A few months ago I took a “spiritual profile” survey at a continuing education meeting for Stephen Ministry. The survey asked me some multiple choice questions (which I answered) and then had me score them according to a certain numbering scheme. Basically, the author of the survey believes that the spiritual path of finding and expressing relationship with God is not the same for every person. She identified three major paths: The path of selfless action, the path of complete devotion, and the path of wisdom and reflection.
I scored 8 in the path of selfless action, 2 in the path of complete devotion, and 0 in the path of wisdom and reflection. I was one of only a few in the room who identified so strongly in one area, and the only one who was so strongly in the path of selfless action except for the person who was administering the continuing education.

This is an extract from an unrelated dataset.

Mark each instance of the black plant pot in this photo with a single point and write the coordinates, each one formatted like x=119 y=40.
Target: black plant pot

What I am completely and utterly embarrassed to admit (but am going to do so anyway) is that before going through this exercise, it did not even occur to me that anything could be as important as serving God through my actions. After all it says,
What good is it, my brothers and sisters, if you say you have faith but do not have works? Can faith save you? If a brother or sister is naked and lacks daily food, and one of you says to them, “Go in peace; keep warm and eat your fill,” and yet you did no supply their bodily needs, what is the good of that?
It’s why I sponsor children and serve as a child ambassador. It’s one of the reasons I teach and why I volunteer at other outreach events. Isn’t that how we relate to God? Through obedience and through loving our neighbor?

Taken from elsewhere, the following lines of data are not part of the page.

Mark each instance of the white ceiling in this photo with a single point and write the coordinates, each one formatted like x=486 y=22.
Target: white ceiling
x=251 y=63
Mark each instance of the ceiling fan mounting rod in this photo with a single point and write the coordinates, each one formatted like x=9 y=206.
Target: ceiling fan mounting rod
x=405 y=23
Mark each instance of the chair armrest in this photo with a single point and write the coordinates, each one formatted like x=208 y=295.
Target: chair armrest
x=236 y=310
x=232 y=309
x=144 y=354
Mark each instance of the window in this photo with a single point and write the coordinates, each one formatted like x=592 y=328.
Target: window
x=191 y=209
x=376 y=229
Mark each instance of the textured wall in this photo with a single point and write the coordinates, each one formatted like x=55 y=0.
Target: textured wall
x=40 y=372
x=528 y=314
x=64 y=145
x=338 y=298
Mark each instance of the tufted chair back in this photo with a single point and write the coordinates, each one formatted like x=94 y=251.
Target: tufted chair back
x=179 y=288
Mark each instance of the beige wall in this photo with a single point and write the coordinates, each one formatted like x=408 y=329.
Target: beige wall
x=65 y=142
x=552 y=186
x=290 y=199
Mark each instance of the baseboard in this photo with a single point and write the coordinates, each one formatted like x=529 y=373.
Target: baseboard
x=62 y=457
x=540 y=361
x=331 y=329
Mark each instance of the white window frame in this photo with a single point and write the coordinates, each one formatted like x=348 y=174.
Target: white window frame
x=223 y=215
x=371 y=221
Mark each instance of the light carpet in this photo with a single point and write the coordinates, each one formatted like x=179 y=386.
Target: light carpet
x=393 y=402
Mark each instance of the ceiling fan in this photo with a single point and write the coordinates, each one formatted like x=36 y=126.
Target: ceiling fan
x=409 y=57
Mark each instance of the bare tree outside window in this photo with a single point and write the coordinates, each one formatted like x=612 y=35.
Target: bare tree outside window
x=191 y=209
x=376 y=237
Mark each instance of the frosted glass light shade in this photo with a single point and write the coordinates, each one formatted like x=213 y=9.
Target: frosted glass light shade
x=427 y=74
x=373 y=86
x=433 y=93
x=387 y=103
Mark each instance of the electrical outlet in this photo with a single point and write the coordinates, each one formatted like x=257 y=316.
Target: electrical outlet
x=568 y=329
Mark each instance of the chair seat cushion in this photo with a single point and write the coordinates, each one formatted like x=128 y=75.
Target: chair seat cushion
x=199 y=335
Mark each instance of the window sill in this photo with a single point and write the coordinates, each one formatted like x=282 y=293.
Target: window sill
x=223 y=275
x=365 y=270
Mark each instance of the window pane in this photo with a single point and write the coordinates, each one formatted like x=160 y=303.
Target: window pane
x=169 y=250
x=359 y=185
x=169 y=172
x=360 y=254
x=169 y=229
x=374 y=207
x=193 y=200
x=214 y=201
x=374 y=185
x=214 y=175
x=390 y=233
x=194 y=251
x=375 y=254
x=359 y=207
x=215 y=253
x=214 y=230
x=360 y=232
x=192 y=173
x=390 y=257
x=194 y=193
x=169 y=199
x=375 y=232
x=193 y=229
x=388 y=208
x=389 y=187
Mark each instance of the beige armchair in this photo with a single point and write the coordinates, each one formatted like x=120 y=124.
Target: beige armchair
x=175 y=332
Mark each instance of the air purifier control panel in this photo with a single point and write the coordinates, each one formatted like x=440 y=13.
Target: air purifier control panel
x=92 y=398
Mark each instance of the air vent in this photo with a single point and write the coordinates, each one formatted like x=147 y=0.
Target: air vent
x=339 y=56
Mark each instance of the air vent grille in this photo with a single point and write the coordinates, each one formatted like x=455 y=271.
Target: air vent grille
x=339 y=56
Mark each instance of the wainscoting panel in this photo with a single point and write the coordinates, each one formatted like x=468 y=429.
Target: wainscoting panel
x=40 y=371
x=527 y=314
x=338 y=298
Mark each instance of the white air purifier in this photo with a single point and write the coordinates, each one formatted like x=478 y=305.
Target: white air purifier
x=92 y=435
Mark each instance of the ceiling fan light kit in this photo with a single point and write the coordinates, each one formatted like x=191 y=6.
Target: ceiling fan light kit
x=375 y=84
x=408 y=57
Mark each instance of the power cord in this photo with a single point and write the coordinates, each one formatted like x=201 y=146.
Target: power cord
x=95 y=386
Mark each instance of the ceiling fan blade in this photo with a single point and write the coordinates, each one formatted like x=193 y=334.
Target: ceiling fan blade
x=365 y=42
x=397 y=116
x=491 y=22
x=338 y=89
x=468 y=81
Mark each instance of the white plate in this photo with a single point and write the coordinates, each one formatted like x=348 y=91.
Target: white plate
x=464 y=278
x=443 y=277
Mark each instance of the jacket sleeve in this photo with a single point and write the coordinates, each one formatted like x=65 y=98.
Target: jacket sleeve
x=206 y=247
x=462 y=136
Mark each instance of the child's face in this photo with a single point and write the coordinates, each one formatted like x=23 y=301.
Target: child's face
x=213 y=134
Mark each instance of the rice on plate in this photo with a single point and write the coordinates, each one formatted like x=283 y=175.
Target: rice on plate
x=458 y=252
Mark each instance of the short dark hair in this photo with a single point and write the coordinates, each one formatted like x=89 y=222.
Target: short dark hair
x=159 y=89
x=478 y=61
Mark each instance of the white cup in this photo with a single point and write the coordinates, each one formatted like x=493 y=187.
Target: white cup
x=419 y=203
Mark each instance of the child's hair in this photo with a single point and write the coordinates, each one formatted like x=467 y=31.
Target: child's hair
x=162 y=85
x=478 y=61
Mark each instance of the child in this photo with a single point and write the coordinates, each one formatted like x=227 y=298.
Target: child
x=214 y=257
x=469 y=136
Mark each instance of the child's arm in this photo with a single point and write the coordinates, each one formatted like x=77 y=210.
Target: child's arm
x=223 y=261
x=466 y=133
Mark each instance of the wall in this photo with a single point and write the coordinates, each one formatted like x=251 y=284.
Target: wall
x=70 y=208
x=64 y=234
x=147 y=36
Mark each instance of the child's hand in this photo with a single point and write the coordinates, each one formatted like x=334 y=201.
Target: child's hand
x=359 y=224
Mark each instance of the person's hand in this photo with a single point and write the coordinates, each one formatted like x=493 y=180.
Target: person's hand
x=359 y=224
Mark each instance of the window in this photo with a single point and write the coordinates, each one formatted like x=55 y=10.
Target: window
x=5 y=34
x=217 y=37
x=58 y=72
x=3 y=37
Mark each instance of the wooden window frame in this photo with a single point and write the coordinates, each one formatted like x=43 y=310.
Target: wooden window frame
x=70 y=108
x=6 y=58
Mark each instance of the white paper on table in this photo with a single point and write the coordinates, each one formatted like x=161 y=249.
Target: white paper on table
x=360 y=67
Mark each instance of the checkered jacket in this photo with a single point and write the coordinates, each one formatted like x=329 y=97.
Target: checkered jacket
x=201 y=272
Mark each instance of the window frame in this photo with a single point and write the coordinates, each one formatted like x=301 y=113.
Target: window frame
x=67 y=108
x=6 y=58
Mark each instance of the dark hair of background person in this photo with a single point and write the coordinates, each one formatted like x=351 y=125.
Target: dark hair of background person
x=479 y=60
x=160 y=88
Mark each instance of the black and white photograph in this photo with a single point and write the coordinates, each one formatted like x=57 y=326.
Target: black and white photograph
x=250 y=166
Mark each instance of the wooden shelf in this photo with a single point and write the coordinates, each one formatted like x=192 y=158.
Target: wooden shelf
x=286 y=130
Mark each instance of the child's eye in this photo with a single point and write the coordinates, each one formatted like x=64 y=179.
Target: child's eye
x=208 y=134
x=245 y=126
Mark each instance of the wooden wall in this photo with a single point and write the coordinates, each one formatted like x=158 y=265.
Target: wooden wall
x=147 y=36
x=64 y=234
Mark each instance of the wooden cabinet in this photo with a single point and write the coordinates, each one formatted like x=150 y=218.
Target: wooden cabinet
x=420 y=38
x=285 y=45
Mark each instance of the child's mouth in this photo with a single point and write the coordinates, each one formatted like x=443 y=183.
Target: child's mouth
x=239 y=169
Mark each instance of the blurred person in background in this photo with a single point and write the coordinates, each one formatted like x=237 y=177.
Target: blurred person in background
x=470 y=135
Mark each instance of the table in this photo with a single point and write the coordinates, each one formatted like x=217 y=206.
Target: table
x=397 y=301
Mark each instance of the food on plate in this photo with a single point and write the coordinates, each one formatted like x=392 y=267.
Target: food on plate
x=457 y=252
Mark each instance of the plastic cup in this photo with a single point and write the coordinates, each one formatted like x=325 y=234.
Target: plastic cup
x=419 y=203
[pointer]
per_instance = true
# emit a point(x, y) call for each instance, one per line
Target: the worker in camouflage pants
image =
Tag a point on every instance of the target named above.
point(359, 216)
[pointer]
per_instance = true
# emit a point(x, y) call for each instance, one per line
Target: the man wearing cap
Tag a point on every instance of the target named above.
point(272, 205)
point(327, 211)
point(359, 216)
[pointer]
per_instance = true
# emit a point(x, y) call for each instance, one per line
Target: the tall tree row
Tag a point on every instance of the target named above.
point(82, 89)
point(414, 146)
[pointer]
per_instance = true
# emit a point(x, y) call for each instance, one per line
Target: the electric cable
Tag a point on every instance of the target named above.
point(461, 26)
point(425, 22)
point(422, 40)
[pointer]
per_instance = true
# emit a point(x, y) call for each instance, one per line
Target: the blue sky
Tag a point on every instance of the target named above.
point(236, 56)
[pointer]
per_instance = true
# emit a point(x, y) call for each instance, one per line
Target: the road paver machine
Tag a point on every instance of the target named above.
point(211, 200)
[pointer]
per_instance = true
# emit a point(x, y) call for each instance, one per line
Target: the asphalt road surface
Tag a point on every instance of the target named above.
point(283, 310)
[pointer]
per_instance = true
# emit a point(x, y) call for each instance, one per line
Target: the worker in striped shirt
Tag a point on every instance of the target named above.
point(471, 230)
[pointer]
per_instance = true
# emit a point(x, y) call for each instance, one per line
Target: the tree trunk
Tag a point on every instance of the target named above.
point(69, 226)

It did not even occur to me that someone else may believe anything is more important.
But this survey and the following discussion rocked my brain a bit. Praise and worship. Adoration of God. Devotion. Study. Silence. Contemplation. Prayer. These things are important too. And for some, it is how they relate best to God.

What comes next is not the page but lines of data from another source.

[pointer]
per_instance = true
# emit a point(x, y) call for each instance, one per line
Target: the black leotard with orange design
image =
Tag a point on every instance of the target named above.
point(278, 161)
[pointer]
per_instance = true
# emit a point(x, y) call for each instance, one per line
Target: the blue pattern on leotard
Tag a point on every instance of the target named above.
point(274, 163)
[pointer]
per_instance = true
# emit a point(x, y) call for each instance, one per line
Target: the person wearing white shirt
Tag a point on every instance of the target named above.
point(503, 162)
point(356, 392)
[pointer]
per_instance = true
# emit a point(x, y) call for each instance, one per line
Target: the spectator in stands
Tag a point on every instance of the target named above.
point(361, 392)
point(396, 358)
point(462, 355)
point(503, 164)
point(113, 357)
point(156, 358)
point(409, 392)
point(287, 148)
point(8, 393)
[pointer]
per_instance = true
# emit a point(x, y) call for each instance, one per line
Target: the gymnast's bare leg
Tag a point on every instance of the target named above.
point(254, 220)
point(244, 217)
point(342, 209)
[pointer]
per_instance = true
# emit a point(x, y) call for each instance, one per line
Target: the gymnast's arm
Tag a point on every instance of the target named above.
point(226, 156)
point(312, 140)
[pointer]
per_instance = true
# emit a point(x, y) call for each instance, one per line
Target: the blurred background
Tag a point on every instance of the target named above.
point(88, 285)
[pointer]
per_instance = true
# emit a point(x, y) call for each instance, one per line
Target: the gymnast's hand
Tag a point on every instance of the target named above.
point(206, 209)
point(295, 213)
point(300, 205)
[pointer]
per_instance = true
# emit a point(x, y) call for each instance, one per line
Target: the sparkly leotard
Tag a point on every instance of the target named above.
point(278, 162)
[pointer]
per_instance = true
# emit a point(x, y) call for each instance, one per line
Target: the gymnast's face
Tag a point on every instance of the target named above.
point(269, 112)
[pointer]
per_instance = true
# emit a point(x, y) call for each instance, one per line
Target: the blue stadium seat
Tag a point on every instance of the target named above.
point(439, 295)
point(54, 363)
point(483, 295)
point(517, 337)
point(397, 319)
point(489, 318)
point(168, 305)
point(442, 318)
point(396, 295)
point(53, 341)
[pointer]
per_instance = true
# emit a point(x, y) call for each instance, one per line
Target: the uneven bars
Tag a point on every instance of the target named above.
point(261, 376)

I’m sure most of you already knew this. But I was so strongly associated with the path of selfless action, that I literally felt disoriented for a bit. It really helped me understand my fellow Christians better, I think.
And then a few months went by. I had a baby. I taught summer school. I got caught up in daily life. And I forgot some of the revelations I had that evening.
But it was like the Holy Spirit came knocking on my door again this morning. To remind me of the understandings that had moved to the back of my brain, gathering dust.
I was sitting in the beautiful wood and stone sanctuary of my church at home. The prayers and incense were wafting up. The ceiling is very tall, making a large open space. Lanterns hang midway between floor and ceiling. A large cross is suspended over the altar. But I did not notice any of this. At least not at first.
My six month old was on my lap. Eyes, wide. He looked up in wonder at his surroundings. He looked up and stared, eyes sparkling, mouth open. Over and over again. At times he even bent over almost backward in order to see all that surrounded him. The sanctuary is beautiful, like God. It is big, like God. It it holds us in awe if we really take the time to look (like God).
I saw God in the look of wonder on my baby’s face. And I wasn’t doing anything. We can be in relationship with Him through serving our community. Or we can be in relationship with Him by sitting in a worship service and watching our children.
So I was reminded, again, by my six month old….that God is just waiting for us to notice him. There are many ways to be in relationship with Him other than obedience and good works. We can find him anywhere. All we have to do is open our eyes in wonder, and look.